Thereafter, Owens submitted further Sick Call Requests to MCI, reiterating

his medical concerns and requests for sick pass and medication renewals, as well as

an Emergency Grievance to the Florida Department of Corrections, alleging

inadequate medical care at MCI and Centurion and non-compliance with his diet

prescription. On October 31, a MCI warden rejected Owens’s Emergency Grievance

because it was not of an emergency nature and returned his request for administrative

appeal without action for failure to comply with inmate grievance procedures.

Owens then filed the instant § 1983 complaint in the United States District

Court for the Southern District of Florida. In it, he sought injunctive relief, asking

3 Case: 18-11891 Date Filed: 07/03/2019 Page: 4 of 11

the court to “take action to protect [him] from allergic reactions [and] skin cancer by

ordering Benadryl [] as needed and sun protection . . . .” A magistrate judge

prepared a report and recommendation (“R&R”), recommending the complaint be

dismissed under § 1915(g) because Owens was a three-striker, was barred from

proceeding in forma pauperis, and could not show he was in “imminent danger of

serious physical injury.” The magistrate judge said that Owens relied on the same

imminent danger allegations that had been denied in prior cases, and that Owens

failed to show imminent danger since he admitted he’d received Benadryl for his

allergic reactions and the attachments showed MCI had granted his straw hat request.

Owens objected to the magistrate judge’s recommendation, and filed a motion

for appointment of counsel and an emergency motion for relief. Among other things,

he said that MCI had plotted an inmate assault against him in retaliation for his

grievances, and upon his return from the hospital for his injuries, MCI still withheld

his medications and medical devices and served him non-compliant meals. Over

Owens’s objections, the district court entered an order adopting the R&R, dismissing

Owens’s complaint without prejudice, and denying as moot all pending motions.

At that point, Owens was transferred to Tomoka Correctional Institution

(“TCI”). He later filed two motions to alter judgment, reasserting his imminent

danger claims against MCI, and alleging that he had been transferred multiple times,

during which he was given non-compliant meals, suffered severe allergic reactions,

4 Case: 18-11891 Date Filed: 07/03/2019 Page: 5 of 11

was denied Benadryl, and was punished when he attempted to seek medical

treatment or file grievances.
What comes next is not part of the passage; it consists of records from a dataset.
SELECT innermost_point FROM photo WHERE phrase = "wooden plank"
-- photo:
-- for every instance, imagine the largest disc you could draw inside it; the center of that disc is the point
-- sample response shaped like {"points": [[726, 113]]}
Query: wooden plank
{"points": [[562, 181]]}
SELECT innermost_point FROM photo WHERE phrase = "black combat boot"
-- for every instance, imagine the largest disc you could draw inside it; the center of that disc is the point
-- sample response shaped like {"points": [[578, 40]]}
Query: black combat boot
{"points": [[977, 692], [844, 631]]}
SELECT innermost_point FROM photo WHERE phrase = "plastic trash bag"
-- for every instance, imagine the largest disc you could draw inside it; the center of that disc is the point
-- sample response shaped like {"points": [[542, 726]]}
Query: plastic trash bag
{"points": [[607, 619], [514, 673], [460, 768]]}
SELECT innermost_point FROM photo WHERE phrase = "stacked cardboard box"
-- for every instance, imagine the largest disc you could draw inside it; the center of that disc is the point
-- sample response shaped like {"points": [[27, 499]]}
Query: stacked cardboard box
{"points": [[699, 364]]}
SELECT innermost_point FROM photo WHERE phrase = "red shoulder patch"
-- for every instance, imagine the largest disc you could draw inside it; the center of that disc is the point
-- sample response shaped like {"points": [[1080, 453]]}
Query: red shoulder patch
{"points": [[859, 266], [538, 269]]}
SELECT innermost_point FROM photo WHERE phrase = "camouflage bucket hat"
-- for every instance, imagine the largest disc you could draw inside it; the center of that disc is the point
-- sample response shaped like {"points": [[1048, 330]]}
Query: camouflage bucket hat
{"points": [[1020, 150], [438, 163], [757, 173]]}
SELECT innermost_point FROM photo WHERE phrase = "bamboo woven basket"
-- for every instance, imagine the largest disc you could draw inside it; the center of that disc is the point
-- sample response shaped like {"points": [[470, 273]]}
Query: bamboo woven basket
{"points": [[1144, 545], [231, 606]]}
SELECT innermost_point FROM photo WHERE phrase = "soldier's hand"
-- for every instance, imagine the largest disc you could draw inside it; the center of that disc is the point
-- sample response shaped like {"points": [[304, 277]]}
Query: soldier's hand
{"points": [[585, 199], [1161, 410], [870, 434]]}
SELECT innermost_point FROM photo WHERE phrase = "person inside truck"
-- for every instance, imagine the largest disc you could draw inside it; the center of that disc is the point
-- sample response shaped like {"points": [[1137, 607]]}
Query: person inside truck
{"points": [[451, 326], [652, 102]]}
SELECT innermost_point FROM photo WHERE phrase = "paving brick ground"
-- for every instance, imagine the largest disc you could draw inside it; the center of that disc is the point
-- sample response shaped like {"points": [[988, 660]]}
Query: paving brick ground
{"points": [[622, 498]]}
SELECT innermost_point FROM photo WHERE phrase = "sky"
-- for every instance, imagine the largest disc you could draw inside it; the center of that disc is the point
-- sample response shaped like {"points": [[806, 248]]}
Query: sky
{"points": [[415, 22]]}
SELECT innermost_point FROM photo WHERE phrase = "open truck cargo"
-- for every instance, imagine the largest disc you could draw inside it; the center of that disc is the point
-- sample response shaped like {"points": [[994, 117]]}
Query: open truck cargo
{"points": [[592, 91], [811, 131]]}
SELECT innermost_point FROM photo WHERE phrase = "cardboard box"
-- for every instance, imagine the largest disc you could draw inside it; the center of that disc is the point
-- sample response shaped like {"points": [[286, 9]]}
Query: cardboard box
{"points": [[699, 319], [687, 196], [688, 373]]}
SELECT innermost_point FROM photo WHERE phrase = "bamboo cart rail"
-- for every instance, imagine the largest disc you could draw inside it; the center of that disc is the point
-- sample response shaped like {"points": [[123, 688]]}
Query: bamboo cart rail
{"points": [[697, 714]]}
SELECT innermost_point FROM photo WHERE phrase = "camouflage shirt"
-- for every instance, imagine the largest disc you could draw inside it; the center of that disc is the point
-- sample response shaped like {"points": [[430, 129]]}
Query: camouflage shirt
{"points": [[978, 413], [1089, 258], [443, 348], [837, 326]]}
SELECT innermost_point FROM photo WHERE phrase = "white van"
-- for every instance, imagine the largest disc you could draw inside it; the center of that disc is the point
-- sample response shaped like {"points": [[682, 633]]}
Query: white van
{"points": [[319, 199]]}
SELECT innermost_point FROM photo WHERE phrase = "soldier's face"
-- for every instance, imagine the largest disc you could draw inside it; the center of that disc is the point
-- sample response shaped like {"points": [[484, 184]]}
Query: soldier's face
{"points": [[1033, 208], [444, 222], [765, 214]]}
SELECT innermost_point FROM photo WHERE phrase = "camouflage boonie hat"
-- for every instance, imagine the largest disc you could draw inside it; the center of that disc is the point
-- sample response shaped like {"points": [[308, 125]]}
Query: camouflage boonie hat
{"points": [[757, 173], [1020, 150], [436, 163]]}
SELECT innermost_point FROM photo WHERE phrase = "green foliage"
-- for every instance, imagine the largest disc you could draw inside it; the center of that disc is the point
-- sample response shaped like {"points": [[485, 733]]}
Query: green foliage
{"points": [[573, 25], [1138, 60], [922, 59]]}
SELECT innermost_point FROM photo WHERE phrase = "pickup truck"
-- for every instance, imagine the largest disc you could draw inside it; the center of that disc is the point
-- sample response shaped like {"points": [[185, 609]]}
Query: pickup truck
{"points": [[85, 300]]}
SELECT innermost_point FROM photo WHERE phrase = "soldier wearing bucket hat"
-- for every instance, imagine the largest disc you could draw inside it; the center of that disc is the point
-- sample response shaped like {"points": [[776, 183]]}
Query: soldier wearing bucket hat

Owens asserted that, at TCI, he had suffered serious

allergic reactions and had been given Benadryl shots and medication, but that he

would be in imminent danger when his temporary Benadryl prescription lapsed. He

added that TCI food services told him that he was going to be “kicked off [his] diet”
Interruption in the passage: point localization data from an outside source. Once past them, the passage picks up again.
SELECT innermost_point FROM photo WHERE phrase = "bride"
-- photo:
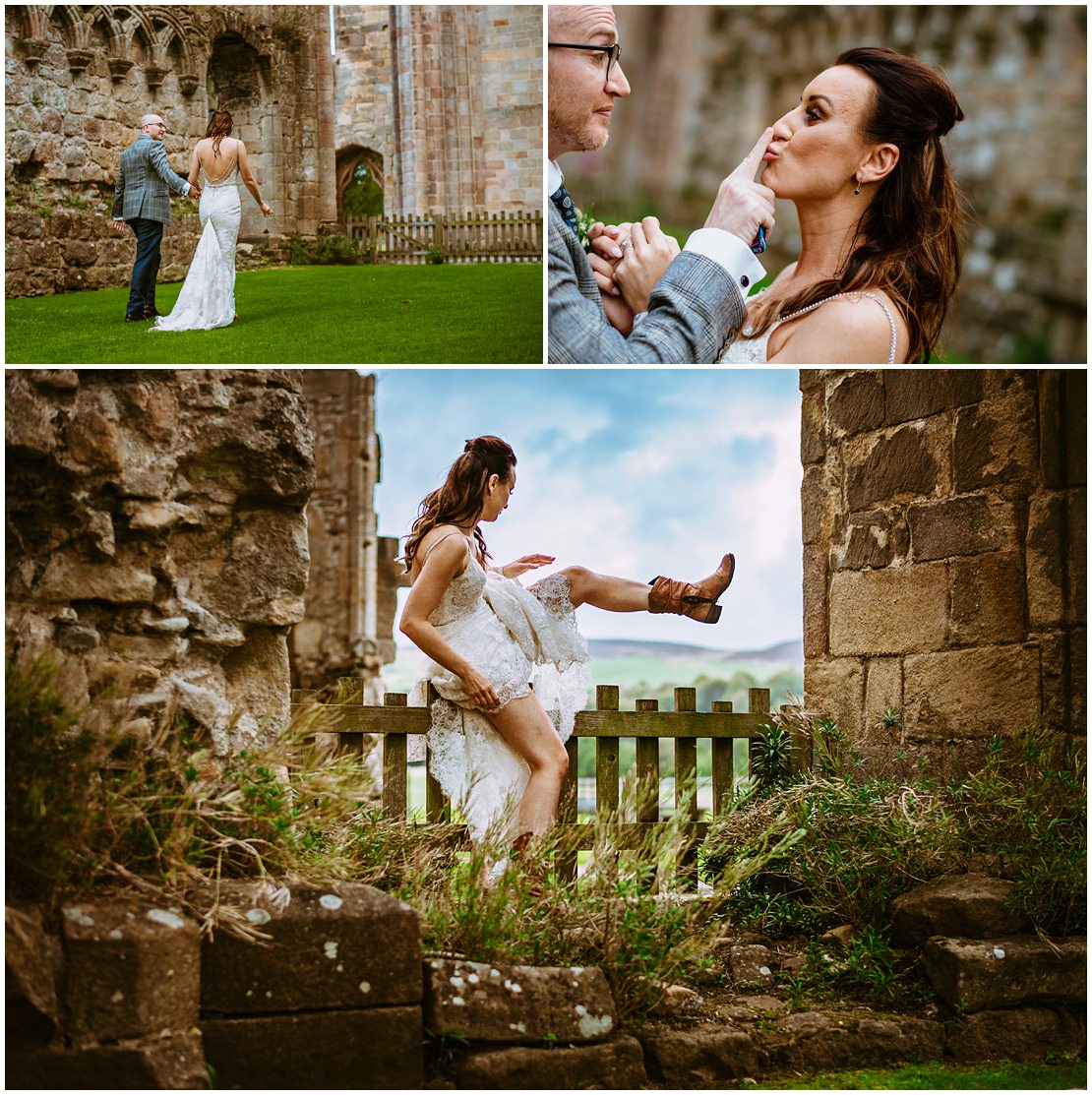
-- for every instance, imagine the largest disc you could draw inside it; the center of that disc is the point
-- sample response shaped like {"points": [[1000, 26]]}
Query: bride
{"points": [[861, 157], [510, 662], [209, 293]]}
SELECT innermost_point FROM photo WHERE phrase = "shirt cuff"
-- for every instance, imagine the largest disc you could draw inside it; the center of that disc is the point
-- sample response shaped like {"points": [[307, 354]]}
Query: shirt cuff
{"points": [[730, 252]]}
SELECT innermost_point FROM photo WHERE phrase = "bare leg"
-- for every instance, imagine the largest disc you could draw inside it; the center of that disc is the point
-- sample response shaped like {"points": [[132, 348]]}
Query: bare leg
{"points": [[527, 728], [605, 591]]}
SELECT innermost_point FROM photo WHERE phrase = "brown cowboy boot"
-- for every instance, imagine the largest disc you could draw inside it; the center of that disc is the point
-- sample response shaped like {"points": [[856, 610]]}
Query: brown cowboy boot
{"points": [[697, 600]]}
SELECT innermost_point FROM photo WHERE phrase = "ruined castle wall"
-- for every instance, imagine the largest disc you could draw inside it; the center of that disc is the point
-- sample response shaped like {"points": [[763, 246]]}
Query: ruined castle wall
{"points": [[156, 540], [450, 97], [347, 628], [944, 521], [706, 80], [79, 79]]}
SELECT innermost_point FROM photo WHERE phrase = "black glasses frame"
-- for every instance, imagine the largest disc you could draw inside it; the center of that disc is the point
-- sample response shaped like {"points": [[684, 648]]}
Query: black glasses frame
{"points": [[614, 52]]}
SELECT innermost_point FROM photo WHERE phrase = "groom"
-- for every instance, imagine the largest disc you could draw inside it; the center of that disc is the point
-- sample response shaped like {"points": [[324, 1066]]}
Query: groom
{"points": [[143, 199], [697, 302]]}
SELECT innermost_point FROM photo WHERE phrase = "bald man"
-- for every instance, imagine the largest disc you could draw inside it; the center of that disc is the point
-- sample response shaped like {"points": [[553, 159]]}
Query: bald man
{"points": [[689, 303], [143, 201]]}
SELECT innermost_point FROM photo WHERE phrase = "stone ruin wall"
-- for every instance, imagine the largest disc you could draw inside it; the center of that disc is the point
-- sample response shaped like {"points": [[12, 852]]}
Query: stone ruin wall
{"points": [[156, 538], [351, 594], [80, 78], [944, 518], [444, 103], [706, 80]]}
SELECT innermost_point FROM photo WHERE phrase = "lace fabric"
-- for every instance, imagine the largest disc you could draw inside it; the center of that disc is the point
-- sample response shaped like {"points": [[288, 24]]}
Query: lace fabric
{"points": [[522, 639], [209, 293]]}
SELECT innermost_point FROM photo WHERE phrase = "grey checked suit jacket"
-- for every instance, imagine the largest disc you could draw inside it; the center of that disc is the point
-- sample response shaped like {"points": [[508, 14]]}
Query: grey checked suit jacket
{"points": [[694, 311], [145, 182]]}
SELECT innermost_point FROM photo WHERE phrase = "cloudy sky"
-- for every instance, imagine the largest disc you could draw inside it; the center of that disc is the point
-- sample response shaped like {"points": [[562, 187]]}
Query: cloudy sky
{"points": [[631, 472]]}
because he refused to eat meals to which he was allergic, and that it was “just a

matter of time” until he suffered more reprisals. The district court summarily denied

the motions, and this timely appeal follows.

II.

We review de novo a sua sponte dismissal under § 1915(g). Miller v. Donald,

541 F.3d 1091, 1100 (11th Cir. 2008). However, we may affirm the district court’s

judgment on any ground supported by the record, regardless of whether the court

relied upon or even considered that ground. Kernel Records Oy v. Mosley, 694

F.3d 1294, 1309 (11th Cir. 2012). Indeed, “[i]t is incumbent upon this [C]ourt to

consider issues of mootness sua sponte and, absent an applicable exception to the

mootness doctrine, to dismiss any appeal that no longer presents a viable case or

controversy.” Pac. Ins. Co. v. Gen. Dev.